Eh quoi ! n’eſt-ce pas aſſez pour la ſociété des caprices & des paſſions des vivans ? Faut-il encore ſubir leurs paſſions quand ils ne ſont plus ? N’eſt-ce pas aſſez que la ſociété ſoit actuellement chargée de toutes les conséquences réſultantes du deſpotiſme teſtamentaire, depuis un tems immémorial juſqu’à ce jour ? Faut-il qu’on lui prépare encore tout ce que les teſtateurs futurs peuvent y ajouter de maux par leur dernière volonté trop biſarre, dénaturée même ? N’a-t-on pas vu une foule de ces teſtamens, où reſpiroient tantôt l’orgueil, tantôt la vengeance ; ici un injuſte éloignement, là une prédilection aveugle. La loi caſſe les teſtamens appellés ab irato ; mais tous ces teſtamens qu’on pourroit appeller a decepto, a moroſo, ab imbecilli, a delirante, a ſuperbo, la loi ne les caſſe point, & ne peut les caſſer. Combien de ces actes ſignifiés aux vivans par les morts, où la folie ſemble le diſputer à la paſſion, où le teſtateur fait telles diſpofitions de la fortune, dont il n’eut oſé, de ſon vivant, faire confidence à perſonne ; des diſpoſitions telles, en un mot, qu’il a eu beſoin, pour ſe les permettre, de ſe détacher entièrement de ſa mémoire, & de penſer que le tombeau ſeroit ſon abri contre le ridicule & les reproches. (Toutes les ombres applaudiſſent à ce diſcours.)

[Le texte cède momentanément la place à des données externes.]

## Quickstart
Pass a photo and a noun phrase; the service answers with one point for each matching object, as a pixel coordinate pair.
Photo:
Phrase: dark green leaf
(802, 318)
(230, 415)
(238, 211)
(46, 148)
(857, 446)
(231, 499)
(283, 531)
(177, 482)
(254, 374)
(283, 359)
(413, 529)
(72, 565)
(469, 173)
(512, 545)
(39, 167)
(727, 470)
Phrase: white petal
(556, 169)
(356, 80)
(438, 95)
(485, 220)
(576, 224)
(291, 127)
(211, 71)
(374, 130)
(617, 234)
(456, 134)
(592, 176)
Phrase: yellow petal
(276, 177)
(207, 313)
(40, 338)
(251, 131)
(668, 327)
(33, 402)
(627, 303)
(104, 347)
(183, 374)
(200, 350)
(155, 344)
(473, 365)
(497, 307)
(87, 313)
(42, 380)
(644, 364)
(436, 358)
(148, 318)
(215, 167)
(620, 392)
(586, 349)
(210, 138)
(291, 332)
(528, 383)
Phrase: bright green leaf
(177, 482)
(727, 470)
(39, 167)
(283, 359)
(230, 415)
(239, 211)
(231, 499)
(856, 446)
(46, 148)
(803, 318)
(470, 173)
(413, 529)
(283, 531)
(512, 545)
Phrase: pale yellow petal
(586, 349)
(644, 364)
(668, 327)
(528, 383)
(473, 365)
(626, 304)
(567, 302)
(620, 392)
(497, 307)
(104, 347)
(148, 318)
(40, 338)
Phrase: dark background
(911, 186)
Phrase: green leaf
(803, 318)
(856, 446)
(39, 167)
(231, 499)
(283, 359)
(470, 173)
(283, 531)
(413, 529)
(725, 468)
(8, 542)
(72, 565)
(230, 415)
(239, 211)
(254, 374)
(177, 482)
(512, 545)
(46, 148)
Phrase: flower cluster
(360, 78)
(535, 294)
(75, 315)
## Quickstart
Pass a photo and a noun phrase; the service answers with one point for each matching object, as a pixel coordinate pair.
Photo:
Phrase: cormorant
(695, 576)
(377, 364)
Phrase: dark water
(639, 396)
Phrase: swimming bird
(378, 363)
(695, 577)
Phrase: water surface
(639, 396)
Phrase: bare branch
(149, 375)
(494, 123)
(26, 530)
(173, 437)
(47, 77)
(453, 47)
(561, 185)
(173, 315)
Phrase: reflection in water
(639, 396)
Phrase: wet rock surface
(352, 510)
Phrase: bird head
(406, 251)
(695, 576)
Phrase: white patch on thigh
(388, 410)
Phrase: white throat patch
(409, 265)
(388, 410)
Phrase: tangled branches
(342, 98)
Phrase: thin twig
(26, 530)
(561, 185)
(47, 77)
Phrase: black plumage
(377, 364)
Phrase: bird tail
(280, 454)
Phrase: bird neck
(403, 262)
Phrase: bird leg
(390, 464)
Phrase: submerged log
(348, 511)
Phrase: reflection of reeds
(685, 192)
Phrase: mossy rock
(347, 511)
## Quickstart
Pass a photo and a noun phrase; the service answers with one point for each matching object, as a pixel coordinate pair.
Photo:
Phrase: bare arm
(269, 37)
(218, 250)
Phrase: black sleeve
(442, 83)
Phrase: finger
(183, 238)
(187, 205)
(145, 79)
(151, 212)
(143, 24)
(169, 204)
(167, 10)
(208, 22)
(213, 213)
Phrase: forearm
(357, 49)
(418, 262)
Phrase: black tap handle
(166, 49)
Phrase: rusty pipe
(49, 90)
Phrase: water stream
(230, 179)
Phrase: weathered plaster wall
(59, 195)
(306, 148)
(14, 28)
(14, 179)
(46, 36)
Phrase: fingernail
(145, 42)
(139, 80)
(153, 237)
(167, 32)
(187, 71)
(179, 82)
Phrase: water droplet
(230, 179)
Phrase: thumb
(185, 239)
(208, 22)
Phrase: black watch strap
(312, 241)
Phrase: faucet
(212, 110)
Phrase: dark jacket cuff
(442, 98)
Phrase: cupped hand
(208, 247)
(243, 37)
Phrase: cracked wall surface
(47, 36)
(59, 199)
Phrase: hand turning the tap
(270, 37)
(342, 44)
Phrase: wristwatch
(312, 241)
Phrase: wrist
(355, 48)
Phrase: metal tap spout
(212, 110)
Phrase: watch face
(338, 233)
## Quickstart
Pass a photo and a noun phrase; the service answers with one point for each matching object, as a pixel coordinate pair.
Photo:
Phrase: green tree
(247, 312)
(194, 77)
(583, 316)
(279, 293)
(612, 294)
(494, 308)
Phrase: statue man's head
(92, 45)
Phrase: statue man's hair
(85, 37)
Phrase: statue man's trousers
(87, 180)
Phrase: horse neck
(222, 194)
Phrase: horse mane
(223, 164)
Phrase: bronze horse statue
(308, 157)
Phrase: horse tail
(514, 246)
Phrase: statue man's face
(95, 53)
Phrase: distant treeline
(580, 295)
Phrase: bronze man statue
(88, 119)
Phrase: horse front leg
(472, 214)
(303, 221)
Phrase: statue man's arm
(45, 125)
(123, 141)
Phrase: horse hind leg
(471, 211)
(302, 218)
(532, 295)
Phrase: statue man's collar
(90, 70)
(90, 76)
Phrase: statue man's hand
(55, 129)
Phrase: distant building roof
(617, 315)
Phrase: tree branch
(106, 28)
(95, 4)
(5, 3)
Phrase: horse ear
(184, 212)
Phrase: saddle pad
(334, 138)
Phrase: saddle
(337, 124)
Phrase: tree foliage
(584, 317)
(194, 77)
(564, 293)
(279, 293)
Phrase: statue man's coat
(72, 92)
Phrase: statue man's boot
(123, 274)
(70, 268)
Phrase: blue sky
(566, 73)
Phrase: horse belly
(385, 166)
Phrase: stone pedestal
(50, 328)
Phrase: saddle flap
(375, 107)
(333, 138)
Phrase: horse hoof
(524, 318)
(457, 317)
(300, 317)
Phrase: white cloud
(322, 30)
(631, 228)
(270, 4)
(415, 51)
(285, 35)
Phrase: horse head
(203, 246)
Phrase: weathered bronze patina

Toutes les ombres ensemble.

Bravo, bravo ! Mirabeau.

Voltaire.

La plupart de ces ombres reconnoiſſent leurs erreurs & leur injuſtice, dans ces réflexions & leurs regrets témoignent aſſez combien tu mérites l’eſtime des morts & des vivans.

Louis XIV.

Ta préſence étoit bien néceſſaire ſur la terre ; tu devois vivre plus long-temps.

Mirabeau.

J’ai travaillé nuit & jour pour rendre à ma patrie ſa ſuperbe ſplendeur, j’y ai ſacrifié mon exiſtence. Je la croyois inaltérable. Je me ſuis trompé en cela, & voilà l’homme ; mais j’ai rempli ma tâche ſur la terre, & je ſuis ſatisfait. Après avoir été la terreur des potentats dès l’aurore de ma jeuneſſe, qui, d’un autre côté, ne fut exempte d’erreurs ; vers le midi de ma vie j’ai joui de l’eſtime publique. J’ai fait le bien de mon pays. J’ai terminé à quarante-deux ans une carrière glorieuſe. Je vois encore le peuple ému, attendri ; j’entends ſes cris de douleur à ma dernière heure ; mon âme encore errante dans les airs voit ce peuple verſer des larmes. Qu’il eſt beau de mourir, quand on a défendu ſa cauſe.

J. Jacques.

Et ſur-tout quand on l’a gagnée. Je ne te parle pas de mon contrat ſocial.

Mirabeau.

Ton contrat ſocial ! il est dans les mains de tout le monde. Il eſt la pierre angulaire de la conſtitution.

Voltaire.

N’ai-je pas auſſi contribué pour quelque choſe à la révolution.

Mirabeau.

Ah ! beaucoup, Voltaire, oui, beaucoup ; mais l’inſtant le plus brillant de ton triomphe n’eſt pas encore arrivé. Encore, encore quelques momens, & je te le dis en confidence, certain évêque du Tibre, dont les projets ne font encore que ſermenter ſourdement, ajoutera bientôt à ta gloire, & à ta célébrité. Mais qu’elles ſont ces trois ombres qui conduiſent vers nous un enfant qui ne m’eſt pas inconnu ?

Voltaire.

Ne ſois pas étonné de l’air de ſatisfaction qui brille ſur leurs viſages. Ces trois femmes furent chacune, dans leur genre, l’honneur & l’ornement de leur ſexe. C’eſt Deshoulières, Sévigné, & l’aimable Ninon de l’Enclos.